También hay olores que viajan desde muy lejos en el tiempo; es el caso de la pelliza de cuero de mi abuelo Arsenio, que tenía un olor muy especial mezclado con el tabaco de pipa que usaba él desde que se levaba hasta la noche. De aquella época era el olor a humedad de la primera casa de mi infancia, el yeso con su mancha ondulante reptando por la pared de la pobreza.







Atravesando de mañana más allá de Paradinha de Moráis se pasa bajo el monasterio de Balsamao. La vida monástica en un lugar prominente, hermoso. En lo alto asoman los cipreses de la hospitalidad. Pienso en esta gente; se me ocurre que su vida, vida rústica y sencilla dedicada a la meditación, no se diferencia mucho de la mía; quizás mi vida de ahora cuadraría más dentro de los criterios de un monasterio que en el hacer cotidiano de una ciudad. A veces, cuando me despierto por la noche y miro las estrellas en la soledad de mi vivac, parezco más un orante que medita su comunión con el universo, que un simple ciudadano aficionado a ir de un lado para otro.

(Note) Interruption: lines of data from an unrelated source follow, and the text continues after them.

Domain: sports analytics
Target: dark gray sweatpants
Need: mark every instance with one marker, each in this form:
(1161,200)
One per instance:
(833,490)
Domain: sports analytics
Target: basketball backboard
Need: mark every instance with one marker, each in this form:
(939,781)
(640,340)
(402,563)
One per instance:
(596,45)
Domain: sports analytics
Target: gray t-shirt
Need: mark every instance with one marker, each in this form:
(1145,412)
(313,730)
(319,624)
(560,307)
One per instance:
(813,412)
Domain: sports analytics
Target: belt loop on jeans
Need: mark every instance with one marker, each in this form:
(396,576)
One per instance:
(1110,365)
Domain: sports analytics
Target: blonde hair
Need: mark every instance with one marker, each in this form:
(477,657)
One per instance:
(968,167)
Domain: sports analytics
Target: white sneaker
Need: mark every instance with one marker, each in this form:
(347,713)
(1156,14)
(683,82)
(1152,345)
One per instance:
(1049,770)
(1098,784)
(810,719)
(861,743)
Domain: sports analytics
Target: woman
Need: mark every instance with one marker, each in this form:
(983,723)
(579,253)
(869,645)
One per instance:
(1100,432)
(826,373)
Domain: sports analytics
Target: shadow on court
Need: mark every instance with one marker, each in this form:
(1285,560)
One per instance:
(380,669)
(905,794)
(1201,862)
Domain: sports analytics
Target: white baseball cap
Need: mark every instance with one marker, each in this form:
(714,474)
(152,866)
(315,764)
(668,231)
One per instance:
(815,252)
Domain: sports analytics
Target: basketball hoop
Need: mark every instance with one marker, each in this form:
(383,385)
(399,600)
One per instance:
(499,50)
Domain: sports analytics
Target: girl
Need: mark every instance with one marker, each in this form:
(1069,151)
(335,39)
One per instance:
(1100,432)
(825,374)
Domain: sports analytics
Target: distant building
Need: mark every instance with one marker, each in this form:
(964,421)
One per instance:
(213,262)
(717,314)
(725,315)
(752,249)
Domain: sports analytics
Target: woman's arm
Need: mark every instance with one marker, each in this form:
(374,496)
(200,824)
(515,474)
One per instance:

Y de hecho creo que es así, porque mi caminar lo siento más como una ascesis que como un deporte. El hombre ha sabido desde siempre buscar las alturas para dedicarse a la oración. Basta recordar a los monjes de Meteora, en Grecia, lugar que visité hace un año; no se quedaron cortos ellos buscando un espacio para el retiro, picorotas inaccesibles en medio de un paisaje terriblemente hermoso donde el vértigo debía de acompañar continuamente su alianza con Dios. Esta simbiosis de la ascesis y la naturaleza más bella la practicaron los eremitas de todas las religiones.


Yo soy yo, yo soy Dios. Proposiciones que sirven tanto a Santa Teresa como a los budistas zen. Yo soy la naturaleza. Tú y yo somos la misma cosa. Se trata de la embriaguez de la unidad, la borrachera de San Juan de la Cruz en la noche oscura del alma. La cercanía de los monasterios aventa los olores del camino, habla de esa embriagadora unidad con la naturaleza, con eso que muchos llaman Dios. Junto al monasterio huele a hinojo y a heno recién cortado.


Todavía me falta un buen rato para Macedo de Cavaleiros. Hoy habrá una buena ración de asfalto en mi camino. Olores distintos, olores salidos de la civilización y el progreso. Hoy tengo la oportunidad de observar de cerca la enorme velocidad con que nos movemos; coches, camiones, motos, un poco más lentos algunos borriquillos tirando de su carro de heno. ¿A qué tanta velocidad? ¿A qué tanta prisa? ¿Para qué? ¿Por qué?


Ahora, sentado cómodamente en un bar, como una lejana mañana de principios de otoño en Rodas, la tarde huele a café. Portugal es también el encuentro con el buen café.